Go back a good fifteen years and the pre-order and day-one purchase used to secure you something more than a shiny steel case or exclusive content. Being among the first to lay cash down, secured you the full gaming experience early.

Pre-orders and day-one buys used to be worth the extra cost. Now however, things have changed.

GTA 3 pre-order day one buy

Once upon a time, pre-ordering or day-one purchasing were worth the deposit and extra cost. Not anymore…

Head to your favourite gaming store, online retailer or gaming client and you’ll not only pay an average of 15% more to pre-order or ‘day-one’, you’ll miss out on fully revised games for that all-important first playthrough.

Larger hard drives, faster broadband speeds, increasing development costs and strict publisher deadlines, have made developers more reliant on post-release updates (patches).

The kick in the teeth

game pre-order day one bugs

Assassin’s Creed: Unity suffered from a classic case of ‘it can’t possibly break the build-illitis). A last minute, untested update, added to the retail build before publisher submission. Was it fair that early purchases (at RRP) had to play it in this state?

Don’t like the idea of Steam’s ‘Early Access’? Well, guess what? Paying £44.99 – £54.99 for that PC/Xbox One/PS4 game that was bug-ridden on release, isn’t far off that. The gamers who come along 2 weeks – 2 months after (once the game has been fully patched), not only experience the game as it was meant to be played, they’ll more than likely have purchased the game at a discounted price! Are devs and publishers really looking after their early supporters?

What can be done?

Are the developers at fault? Of course not. Post-release patching is an essential part of improving the product via customer feedback. The problem lies in the pricing. It’s not what the publishers/developers are doing – it’s what they’re charging and when.
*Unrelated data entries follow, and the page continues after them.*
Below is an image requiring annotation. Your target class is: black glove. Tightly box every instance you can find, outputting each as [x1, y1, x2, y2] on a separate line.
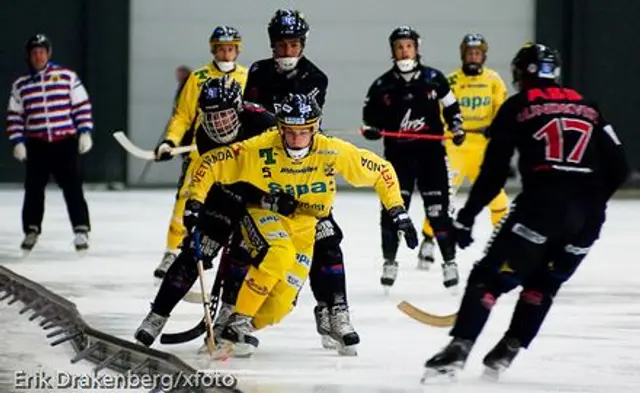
[261, 191, 298, 216]
[361, 125, 382, 141]
[450, 116, 466, 146]
[154, 139, 176, 161]
[183, 199, 203, 234]
[481, 127, 490, 138]
[453, 208, 475, 249]
[388, 206, 419, 249]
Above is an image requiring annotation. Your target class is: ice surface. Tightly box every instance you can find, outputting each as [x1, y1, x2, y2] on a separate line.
[1, 189, 639, 392]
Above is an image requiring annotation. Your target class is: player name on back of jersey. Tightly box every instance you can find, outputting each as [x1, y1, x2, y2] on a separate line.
[516, 88, 599, 123]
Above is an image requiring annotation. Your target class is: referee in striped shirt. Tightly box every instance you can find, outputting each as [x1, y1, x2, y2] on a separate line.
[5, 34, 93, 253]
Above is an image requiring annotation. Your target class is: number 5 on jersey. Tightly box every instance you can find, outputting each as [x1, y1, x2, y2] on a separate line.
[534, 117, 593, 163]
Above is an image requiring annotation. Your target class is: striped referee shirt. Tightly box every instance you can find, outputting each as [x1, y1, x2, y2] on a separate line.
[6, 62, 93, 144]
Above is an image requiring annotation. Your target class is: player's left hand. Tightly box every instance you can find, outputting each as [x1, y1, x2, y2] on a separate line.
[452, 129, 466, 146]
[388, 206, 419, 249]
[261, 191, 298, 216]
[453, 209, 475, 249]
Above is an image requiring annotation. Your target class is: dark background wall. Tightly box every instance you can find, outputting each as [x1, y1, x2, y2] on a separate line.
[0, 0, 129, 184]
[537, 0, 640, 184]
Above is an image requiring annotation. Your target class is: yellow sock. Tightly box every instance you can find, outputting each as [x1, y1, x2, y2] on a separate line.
[490, 207, 508, 227]
[422, 219, 435, 238]
[234, 266, 279, 317]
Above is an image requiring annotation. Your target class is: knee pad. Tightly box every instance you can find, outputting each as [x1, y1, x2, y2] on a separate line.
[467, 260, 521, 298]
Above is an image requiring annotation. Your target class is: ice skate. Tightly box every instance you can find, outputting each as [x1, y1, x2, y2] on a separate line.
[417, 236, 435, 270]
[218, 313, 259, 358]
[153, 251, 177, 279]
[314, 303, 338, 349]
[134, 310, 168, 347]
[197, 302, 234, 354]
[73, 231, 89, 252]
[328, 304, 360, 356]
[442, 260, 459, 291]
[482, 336, 521, 380]
[422, 338, 473, 382]
[380, 259, 399, 291]
[20, 231, 39, 256]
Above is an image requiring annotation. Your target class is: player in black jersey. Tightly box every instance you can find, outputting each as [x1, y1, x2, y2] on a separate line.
[423, 43, 629, 381]
[242, 9, 359, 354]
[134, 76, 297, 347]
[362, 26, 465, 290]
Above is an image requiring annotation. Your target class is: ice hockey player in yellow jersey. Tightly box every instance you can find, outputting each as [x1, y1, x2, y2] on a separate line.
[153, 26, 249, 278]
[419, 34, 509, 269]
[189, 94, 418, 357]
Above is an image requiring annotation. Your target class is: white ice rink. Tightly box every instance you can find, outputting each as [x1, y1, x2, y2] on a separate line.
[1, 188, 639, 393]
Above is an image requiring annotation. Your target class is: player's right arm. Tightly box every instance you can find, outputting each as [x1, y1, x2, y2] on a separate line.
[165, 73, 200, 147]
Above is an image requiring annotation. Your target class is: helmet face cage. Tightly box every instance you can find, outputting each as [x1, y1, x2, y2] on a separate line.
[268, 9, 309, 48]
[198, 76, 243, 143]
[201, 108, 240, 144]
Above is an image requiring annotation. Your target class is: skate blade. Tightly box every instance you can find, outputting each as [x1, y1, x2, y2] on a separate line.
[321, 335, 339, 350]
[421, 364, 462, 383]
[445, 284, 460, 296]
[337, 345, 357, 356]
[481, 365, 504, 382]
[230, 342, 256, 358]
[20, 249, 31, 259]
[416, 260, 434, 271]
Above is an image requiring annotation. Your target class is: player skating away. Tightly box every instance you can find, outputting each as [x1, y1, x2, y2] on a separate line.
[419, 34, 510, 269]
[174, 94, 417, 358]
[361, 26, 465, 290]
[153, 26, 248, 278]
[134, 76, 296, 345]
[243, 9, 358, 352]
[423, 43, 629, 381]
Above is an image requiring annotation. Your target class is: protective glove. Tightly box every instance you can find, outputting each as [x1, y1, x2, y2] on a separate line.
[261, 191, 299, 216]
[154, 139, 175, 161]
[451, 116, 466, 146]
[13, 143, 26, 162]
[78, 132, 93, 154]
[388, 206, 419, 249]
[453, 208, 475, 249]
[361, 125, 382, 141]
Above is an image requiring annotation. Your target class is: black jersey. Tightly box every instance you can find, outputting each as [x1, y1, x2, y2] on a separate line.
[363, 64, 462, 150]
[195, 104, 277, 156]
[464, 85, 629, 217]
[243, 57, 328, 112]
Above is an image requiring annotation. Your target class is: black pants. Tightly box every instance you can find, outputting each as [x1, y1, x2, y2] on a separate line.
[451, 192, 605, 347]
[381, 142, 454, 261]
[22, 137, 90, 234]
[309, 213, 347, 307]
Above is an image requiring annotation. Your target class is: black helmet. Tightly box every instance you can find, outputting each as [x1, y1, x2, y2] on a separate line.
[511, 43, 561, 88]
[198, 75, 243, 143]
[267, 9, 309, 48]
[209, 25, 242, 48]
[25, 34, 52, 55]
[388, 26, 421, 49]
[276, 93, 322, 128]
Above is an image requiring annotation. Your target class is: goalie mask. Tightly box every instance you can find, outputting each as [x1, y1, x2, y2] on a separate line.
[198, 76, 243, 144]
[276, 93, 321, 159]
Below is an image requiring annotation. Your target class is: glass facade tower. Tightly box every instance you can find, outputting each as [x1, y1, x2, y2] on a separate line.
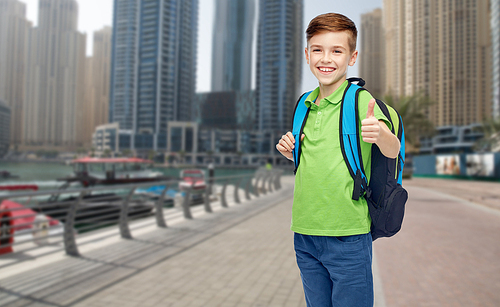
[211, 0, 255, 92]
[492, 0, 499, 119]
[110, 0, 198, 151]
[255, 0, 303, 132]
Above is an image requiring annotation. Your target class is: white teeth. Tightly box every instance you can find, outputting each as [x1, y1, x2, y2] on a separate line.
[319, 67, 334, 72]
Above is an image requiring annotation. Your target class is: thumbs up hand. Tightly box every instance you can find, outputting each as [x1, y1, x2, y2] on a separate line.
[361, 98, 380, 144]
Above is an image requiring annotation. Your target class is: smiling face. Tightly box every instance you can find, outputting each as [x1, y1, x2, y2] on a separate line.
[305, 31, 358, 96]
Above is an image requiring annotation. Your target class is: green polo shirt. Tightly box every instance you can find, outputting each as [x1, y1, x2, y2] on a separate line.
[291, 80, 391, 237]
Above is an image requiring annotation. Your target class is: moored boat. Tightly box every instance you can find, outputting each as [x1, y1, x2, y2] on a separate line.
[178, 169, 207, 205]
[59, 157, 171, 187]
[0, 185, 62, 254]
[0, 170, 19, 180]
[38, 157, 172, 223]
[179, 169, 207, 191]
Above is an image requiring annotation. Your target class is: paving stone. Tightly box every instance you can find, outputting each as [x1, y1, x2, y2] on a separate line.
[375, 181, 500, 307]
[6, 176, 477, 306]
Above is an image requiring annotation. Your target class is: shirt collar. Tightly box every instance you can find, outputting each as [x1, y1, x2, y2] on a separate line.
[304, 80, 349, 107]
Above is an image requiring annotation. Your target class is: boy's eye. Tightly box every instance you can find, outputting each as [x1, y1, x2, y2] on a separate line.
[333, 50, 342, 54]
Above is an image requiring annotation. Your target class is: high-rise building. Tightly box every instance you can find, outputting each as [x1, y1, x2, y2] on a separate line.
[211, 0, 255, 92]
[383, 0, 492, 127]
[359, 8, 384, 98]
[198, 90, 255, 130]
[109, 0, 198, 152]
[492, 0, 499, 119]
[23, 0, 86, 148]
[255, 0, 303, 132]
[0, 0, 31, 148]
[82, 56, 95, 147]
[382, 0, 406, 98]
[0, 99, 10, 157]
[82, 26, 112, 146]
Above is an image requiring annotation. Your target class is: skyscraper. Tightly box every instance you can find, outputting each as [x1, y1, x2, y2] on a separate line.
[0, 99, 10, 157]
[382, 0, 406, 98]
[256, 0, 303, 132]
[109, 0, 198, 151]
[359, 8, 384, 98]
[211, 0, 255, 92]
[383, 0, 492, 127]
[23, 0, 86, 148]
[492, 0, 499, 119]
[0, 0, 31, 148]
[82, 26, 112, 146]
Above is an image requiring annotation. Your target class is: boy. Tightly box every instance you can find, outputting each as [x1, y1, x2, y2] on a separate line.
[276, 13, 400, 307]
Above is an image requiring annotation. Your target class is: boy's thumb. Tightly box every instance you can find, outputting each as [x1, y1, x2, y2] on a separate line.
[301, 134, 305, 141]
[366, 99, 375, 118]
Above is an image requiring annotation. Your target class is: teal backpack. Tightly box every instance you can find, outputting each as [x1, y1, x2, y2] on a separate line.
[291, 78, 408, 240]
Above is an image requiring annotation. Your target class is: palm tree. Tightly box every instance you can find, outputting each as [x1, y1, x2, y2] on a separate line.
[122, 149, 132, 157]
[102, 149, 112, 158]
[382, 92, 435, 152]
[474, 119, 500, 152]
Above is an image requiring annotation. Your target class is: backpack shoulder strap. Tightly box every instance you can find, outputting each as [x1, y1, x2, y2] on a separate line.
[388, 107, 406, 184]
[292, 91, 312, 173]
[375, 99, 395, 134]
[377, 102, 406, 185]
[339, 82, 368, 200]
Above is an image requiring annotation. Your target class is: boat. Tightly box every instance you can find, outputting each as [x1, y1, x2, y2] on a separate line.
[0, 185, 62, 254]
[179, 169, 207, 191]
[0, 184, 38, 192]
[37, 157, 173, 223]
[0, 170, 19, 180]
[37, 192, 155, 224]
[59, 157, 171, 187]
[135, 185, 176, 208]
[178, 169, 207, 205]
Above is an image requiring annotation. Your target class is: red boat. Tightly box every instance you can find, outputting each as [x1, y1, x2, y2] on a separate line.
[179, 169, 207, 191]
[0, 185, 60, 255]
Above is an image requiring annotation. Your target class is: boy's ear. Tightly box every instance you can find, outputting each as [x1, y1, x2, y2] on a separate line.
[304, 47, 309, 64]
[349, 50, 358, 66]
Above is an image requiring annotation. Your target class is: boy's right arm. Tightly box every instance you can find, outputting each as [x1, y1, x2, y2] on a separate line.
[276, 132, 305, 161]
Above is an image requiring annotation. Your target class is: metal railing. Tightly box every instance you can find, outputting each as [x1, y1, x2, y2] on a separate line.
[0, 169, 283, 261]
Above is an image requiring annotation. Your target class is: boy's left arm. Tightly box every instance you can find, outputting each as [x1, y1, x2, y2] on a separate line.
[361, 98, 400, 159]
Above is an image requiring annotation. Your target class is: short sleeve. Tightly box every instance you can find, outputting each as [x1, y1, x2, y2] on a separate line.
[357, 90, 392, 132]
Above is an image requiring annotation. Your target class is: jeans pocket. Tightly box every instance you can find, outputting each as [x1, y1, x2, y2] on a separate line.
[335, 234, 366, 256]
[335, 234, 364, 243]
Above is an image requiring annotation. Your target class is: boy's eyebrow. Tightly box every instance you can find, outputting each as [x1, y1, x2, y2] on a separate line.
[309, 44, 347, 50]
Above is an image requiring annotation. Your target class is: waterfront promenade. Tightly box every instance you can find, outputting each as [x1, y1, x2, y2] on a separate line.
[1, 176, 499, 306]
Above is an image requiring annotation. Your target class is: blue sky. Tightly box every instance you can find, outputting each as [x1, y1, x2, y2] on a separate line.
[19, 0, 383, 93]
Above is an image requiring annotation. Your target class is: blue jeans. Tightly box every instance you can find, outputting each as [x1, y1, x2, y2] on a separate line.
[294, 233, 373, 307]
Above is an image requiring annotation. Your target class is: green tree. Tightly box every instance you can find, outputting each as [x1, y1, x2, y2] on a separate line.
[383, 92, 435, 152]
[178, 150, 186, 163]
[102, 149, 112, 158]
[474, 119, 500, 152]
[122, 149, 132, 157]
[168, 153, 176, 164]
[147, 150, 156, 161]
[76, 147, 87, 155]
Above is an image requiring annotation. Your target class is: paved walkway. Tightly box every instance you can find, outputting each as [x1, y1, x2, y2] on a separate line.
[72, 182, 305, 307]
[0, 177, 307, 307]
[1, 176, 499, 306]
[404, 177, 500, 211]
[375, 178, 500, 307]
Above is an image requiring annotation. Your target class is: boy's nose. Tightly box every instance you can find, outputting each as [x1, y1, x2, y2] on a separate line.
[321, 53, 332, 63]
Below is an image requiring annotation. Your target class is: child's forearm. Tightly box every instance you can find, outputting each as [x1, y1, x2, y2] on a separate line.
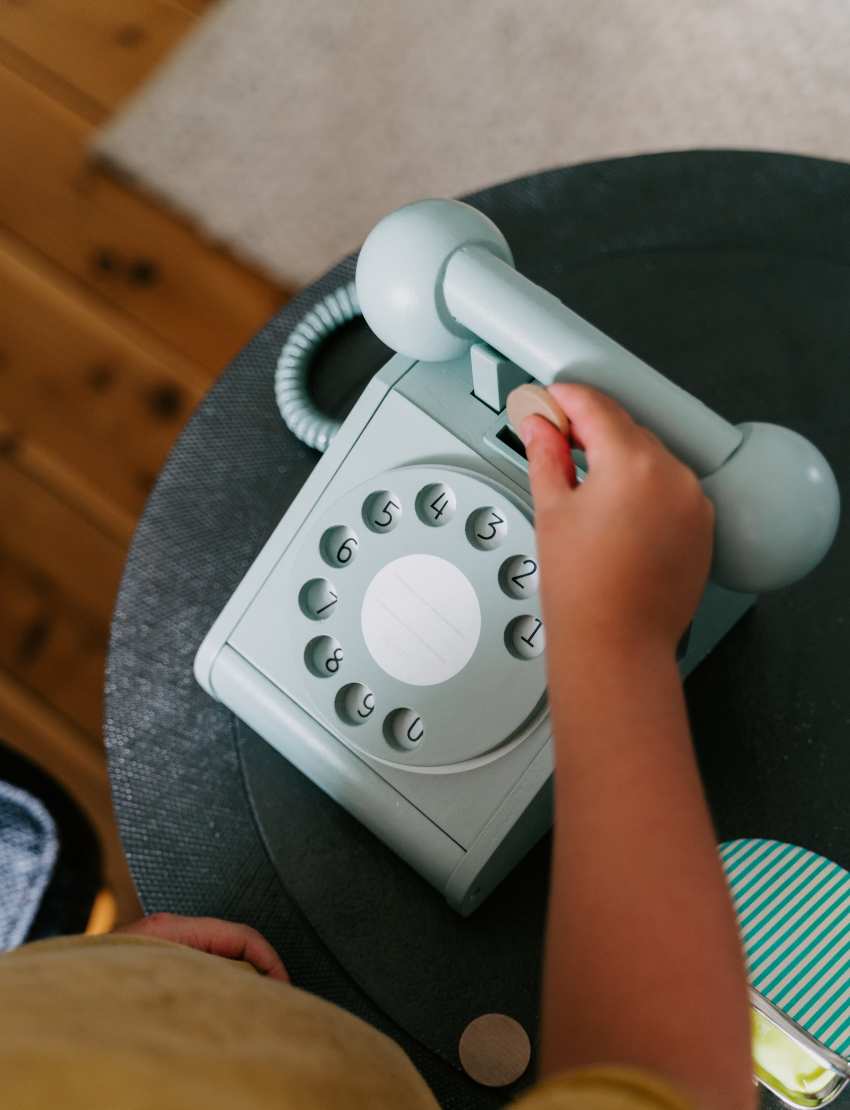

supermarket game promotions

The offer above may have been when bought with XBL Points, but a different offer saw Gears of War 2 sold for £29.99 on the first week of release. Devs and publishers need to take note

Remember the tactics supermarkets used? Once a new game was released, it was priced at discount for the first 1-2 weeks. After that, it went back up to its standard RRP. Okay, so their logic was vey different (buy more-sell cheap-sell faster) but this is a very interesting model.

What if developers could use this pricing method to better support their early buyers?

An example of how they could use such a method:

AAA Game 1 releases at £44.99. Two months later, the game is fully patched to iron-out all major and minor bugs. The late buyers now purchase the game at a discounted price (through retail and game client sales) at around £19.99-£34.99.

AAA Game 2 releases at a discounted £34.99/$44.99 for pre-orders and day-one buyers. The price stays like this for the first 2 weeks. During that week, any major patches that were necessary, are added to create the full experience. After the 2 weeks (with the dev now having the incentive to patch much faster) the game goes back at RRP price (around £44.99/$59.99).

Which game would you rather pre-order or buy on day one?